Samstag, 26. März 2022

26. März 2022 - Eine Flucht ohne "Pünktchen"


Eine Flucht ohne "Pünktchen"

Als 14jährige musste meine Mutter Christel ihre Heimat Ostpreußen in 1944 fluchtartig verlassen. Ihre Mutter nahm ihren größten Schatz, das jüngste Kind, natürlich mit auf die Flucht über die Ostsee nach Dänemark, während ihr Ehemann und die drei älteren Söhne in aller Winde verstreut waren. Meine mir unbekannte Großmutter starb später in Dänemark.

Die 14jährige Christel hatte ebenfalls einen großen Schatz: der hieß Pünktchen und war ihre kleine Malteser-Hündin. Pünktchen blieb in Allenstein. Pünktchen wurde von meiner Mutter ihr dann noch  66 Jahre währendes Leben lang vermisst (sie wurde 80 Jahre alt und ist am 18. Juli 2010 verstorben).

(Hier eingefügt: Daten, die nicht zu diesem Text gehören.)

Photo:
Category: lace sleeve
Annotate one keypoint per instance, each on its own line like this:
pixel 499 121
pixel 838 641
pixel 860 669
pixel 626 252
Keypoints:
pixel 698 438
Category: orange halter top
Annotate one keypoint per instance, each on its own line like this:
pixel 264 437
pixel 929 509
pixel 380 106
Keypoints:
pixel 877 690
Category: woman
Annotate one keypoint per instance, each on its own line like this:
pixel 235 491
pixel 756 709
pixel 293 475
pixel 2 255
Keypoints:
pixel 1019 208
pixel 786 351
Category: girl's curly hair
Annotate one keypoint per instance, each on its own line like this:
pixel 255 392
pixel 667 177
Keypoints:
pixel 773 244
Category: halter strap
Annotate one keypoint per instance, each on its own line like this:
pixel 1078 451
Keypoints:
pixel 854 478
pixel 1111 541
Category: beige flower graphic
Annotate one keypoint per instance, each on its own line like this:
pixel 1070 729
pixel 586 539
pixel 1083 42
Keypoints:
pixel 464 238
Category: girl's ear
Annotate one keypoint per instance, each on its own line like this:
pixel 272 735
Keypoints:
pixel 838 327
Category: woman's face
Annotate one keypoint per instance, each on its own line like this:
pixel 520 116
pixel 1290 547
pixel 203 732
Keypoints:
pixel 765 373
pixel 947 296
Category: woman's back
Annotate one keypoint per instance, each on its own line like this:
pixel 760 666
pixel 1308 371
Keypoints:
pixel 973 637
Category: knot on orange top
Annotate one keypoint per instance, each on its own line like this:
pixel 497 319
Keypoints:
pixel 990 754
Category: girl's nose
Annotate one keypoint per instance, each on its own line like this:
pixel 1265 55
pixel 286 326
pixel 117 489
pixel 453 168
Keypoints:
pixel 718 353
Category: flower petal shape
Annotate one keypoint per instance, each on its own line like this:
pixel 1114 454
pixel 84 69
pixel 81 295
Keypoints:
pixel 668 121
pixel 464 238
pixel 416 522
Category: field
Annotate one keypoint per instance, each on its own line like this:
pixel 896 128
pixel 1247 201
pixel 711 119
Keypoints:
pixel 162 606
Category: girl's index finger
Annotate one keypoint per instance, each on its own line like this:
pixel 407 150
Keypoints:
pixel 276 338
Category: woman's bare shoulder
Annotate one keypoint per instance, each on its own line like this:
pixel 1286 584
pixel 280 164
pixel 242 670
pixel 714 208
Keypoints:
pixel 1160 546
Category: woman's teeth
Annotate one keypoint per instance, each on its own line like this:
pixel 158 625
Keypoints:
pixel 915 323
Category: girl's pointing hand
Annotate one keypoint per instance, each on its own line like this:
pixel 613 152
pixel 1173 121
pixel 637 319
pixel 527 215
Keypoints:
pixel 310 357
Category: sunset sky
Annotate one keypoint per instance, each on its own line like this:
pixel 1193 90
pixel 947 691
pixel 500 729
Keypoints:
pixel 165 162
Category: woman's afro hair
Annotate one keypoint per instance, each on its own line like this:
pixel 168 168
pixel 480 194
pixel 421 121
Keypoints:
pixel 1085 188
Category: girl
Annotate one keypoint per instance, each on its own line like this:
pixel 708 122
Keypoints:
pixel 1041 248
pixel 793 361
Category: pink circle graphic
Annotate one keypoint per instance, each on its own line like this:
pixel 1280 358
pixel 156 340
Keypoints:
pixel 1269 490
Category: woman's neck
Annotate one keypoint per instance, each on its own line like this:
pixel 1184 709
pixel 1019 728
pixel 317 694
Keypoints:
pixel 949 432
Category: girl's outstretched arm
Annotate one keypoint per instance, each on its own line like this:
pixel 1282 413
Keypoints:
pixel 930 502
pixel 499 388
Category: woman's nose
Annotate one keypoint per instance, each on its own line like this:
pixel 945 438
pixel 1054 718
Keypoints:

Neben dem Dackel "Waldo", der oft bei uns herumlungerte, obwohl er überhaupt nicht der Hund meiner Mutter war, aber sich als ihrer fühlte,

hat mich Pünktchen und die Erinnerungen an sie ein Leben lang begleitet. Vermutlich war die erste Geschichte, die sie mir als Kleinkind erzählte, eine über Pünktchen.

An dem Tag, als meine Mutter in 2010 starb, war ich mit Robin und Bienchen im Wald unterwegs - auf der Rückfahrt in einem Bus erzählte eine Frau, als sie meine beiden sah, ihrer Bus-Nachbarin von ihrem Hund Pünktchen ...

Das war seltsam. Selber habe ich nie auf den vielen, vielen Wegen mit Robin und Bienchen einen Hund namens Pünktchen getroffen.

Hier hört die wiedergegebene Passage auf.